You are viewing a plain text version of this content. The canonical link for it is here.
Posted to commits@hive.apache.org by om...@apache.org on 2013/04/19 17:40:09 UTC
svn commit: r1469908 - in /hive/trunk/ql/src:
java/org/apache/hadoop/hive/ql/io/orc/ test/queries/clientpositive/
test/results/clientpositive/
Author: omalley
Date: Fri Apr 19 15:40:09 2013
New Revision: 1469908
URL: http://svn.apache.org/r1469908
Log:
HIVE-4178 : ORC fails with files with different numbers of columns
Added:
hive/trunk/ql/src/test/queries/clientpositive/orc_diff_part_cols.q
hive/trunk/ql/src/test/queries/clientpositive/orc_empty_files.q
hive/trunk/ql/src/test/results/clientpositive/orc_diff_part_cols.q.out
hive/trunk/ql/src/test/results/clientpositive/orc_empty_files.q.out
Modified:
hive/trunk/ql/src/java/org/apache/hadoop/hive/ql/io/orc/OrcStruct.java
hive/trunk/ql/src/java/org/apache/hadoop/hive/ql/io/orc/RecordReaderImpl.java
Modified: hive/trunk/ql/src/java/org/apache/hadoop/hive/ql/io/orc/OrcStruct.java
URL: http://svn.apache.org/viewvc/hive/trunk/ql/src/java/org/apache/hadoop/hive/ql/io/orc/OrcStruct.java?rev=1469908&r1=1469907&r2=1469908&view=diff
==============================================================================
--- hive/trunk/ql/src/java/org/apache/hadoop/hive/ql/io/orc/OrcStruct.java (original)

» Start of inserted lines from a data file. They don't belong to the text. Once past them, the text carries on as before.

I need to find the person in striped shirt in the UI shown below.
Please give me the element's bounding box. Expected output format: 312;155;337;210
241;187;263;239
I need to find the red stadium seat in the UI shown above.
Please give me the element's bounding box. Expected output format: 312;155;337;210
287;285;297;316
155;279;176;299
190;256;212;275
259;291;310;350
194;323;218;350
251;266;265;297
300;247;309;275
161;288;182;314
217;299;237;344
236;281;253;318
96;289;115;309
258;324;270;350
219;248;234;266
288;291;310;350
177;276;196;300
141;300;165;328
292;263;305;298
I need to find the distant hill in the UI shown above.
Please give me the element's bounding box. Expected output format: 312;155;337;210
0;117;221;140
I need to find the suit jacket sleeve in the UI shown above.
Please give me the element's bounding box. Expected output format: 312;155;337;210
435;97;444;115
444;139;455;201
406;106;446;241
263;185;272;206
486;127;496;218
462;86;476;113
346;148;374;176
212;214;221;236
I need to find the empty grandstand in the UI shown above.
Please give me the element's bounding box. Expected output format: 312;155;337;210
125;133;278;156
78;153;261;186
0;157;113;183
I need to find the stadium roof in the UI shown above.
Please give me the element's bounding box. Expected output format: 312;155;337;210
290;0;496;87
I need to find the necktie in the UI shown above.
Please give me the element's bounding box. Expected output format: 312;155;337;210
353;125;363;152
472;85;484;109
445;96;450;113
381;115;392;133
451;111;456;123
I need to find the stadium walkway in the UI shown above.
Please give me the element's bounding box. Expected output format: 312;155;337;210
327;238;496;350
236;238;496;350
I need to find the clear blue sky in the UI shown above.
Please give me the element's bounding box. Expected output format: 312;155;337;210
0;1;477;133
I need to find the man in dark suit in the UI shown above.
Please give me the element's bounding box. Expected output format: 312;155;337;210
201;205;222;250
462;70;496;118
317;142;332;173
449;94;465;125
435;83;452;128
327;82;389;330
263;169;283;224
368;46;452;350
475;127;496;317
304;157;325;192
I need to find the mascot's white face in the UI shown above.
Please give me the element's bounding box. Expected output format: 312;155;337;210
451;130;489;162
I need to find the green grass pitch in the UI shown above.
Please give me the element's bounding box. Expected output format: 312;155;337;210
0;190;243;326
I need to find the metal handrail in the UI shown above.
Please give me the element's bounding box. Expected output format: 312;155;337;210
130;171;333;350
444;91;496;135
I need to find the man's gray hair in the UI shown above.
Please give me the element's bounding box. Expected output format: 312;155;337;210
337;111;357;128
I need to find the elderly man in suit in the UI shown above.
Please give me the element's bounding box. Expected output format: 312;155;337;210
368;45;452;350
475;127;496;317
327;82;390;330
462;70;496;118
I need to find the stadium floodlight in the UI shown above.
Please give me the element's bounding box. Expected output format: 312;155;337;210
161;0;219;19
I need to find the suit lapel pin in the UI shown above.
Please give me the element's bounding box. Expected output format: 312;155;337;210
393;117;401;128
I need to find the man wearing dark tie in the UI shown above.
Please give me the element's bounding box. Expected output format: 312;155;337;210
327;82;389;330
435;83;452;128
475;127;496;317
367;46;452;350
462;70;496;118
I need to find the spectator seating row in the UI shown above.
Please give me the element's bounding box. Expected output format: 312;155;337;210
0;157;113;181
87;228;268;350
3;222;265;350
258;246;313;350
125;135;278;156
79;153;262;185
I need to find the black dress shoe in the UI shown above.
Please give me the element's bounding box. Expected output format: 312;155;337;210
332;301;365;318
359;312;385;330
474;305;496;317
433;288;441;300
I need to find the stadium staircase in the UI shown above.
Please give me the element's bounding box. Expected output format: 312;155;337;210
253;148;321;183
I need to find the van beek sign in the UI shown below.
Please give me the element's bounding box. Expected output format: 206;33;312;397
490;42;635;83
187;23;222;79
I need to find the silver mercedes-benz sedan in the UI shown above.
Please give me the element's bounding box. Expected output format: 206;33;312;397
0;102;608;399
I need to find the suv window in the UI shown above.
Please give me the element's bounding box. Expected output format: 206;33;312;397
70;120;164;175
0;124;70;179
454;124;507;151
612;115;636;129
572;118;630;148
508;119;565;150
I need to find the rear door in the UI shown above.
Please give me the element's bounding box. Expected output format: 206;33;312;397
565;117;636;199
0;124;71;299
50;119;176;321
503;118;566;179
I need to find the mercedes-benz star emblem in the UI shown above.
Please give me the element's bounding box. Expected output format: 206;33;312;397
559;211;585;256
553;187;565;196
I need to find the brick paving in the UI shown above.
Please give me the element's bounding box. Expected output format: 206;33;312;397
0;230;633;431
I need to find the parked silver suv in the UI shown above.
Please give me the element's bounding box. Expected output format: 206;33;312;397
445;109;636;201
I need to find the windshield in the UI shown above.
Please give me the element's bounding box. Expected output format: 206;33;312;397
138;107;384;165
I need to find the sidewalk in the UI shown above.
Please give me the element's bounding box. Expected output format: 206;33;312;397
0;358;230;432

+++ hive/trunk/ql/src/java/org/apache/hadoop/hive/ql/io/orc/OrcStruct.java Fri Apr 19 15:40:09 2013
@@ -17,6 +17,13 @@
*/
package org.apache.hadoop.hive.ql.io.orc;
+import java.io.DataInput;
+import java.io.DataOutput;
+import java.io.IOException;
+import java.util.ArrayList;
+import java.util.List;
+import java.util.Map;
+
import org.apache.hadoop.hive.serde2.objectinspector.ListObjectInspector;
import org.apache.hadoop.hive.serde2.objectinspector.MapObjectInspector;
import org.apache.hadoop.hive.serde2.objectinspector.ObjectInspector;
@@ -31,16 +38,9 @@ import org.apache.hadoop.hive.serde2.typ
import org.apache.hadoop.hive.serde2.typeinfo.UnionTypeInfo;
import org.apache.hadoop.io.Writable;
-import java.io.DataInput;
-import java.io.DataOutput;
-import java.io.IOException;
-import java.util.ArrayList;
-import java.util.List;
-import java.util.Map;
-
final class OrcStruct implements Writable {
- private final Object[] fields;
+ private Object[] fields;
OrcStruct(int children) {
fields = new Object[children];
@@ -54,6 +54,14 @@ final class OrcStruct implements Writabl
fields[fieldIndex] = value;
}
+ public int getNumFields() {
+ return fields.length;
+ }
+
+ public void setNumFields(int numFields) {
+ fields = new Object[numFields];
+ }
+
@Override
public void write(DataOutput dataOutput) throws IOException {
throw new UnsupportedOperationException("write unsupported");
Modified: hive/trunk/ql/src/java/org/apache/hadoop/hive/ql/io/orc/RecordReaderImpl.java
URL: http://svn.apache.org/viewvc/hive/trunk/ql/src/java/org/apache/hadoop/hive/ql/io/orc/RecordReaderImpl.java?rev=1469908&r1=1469907&r2=1469908&view=diff
==============================================================================
--- hive/trunk/ql/src/java/org/apache/hadoop/hive/ql/io/orc/RecordReaderImpl.java (original)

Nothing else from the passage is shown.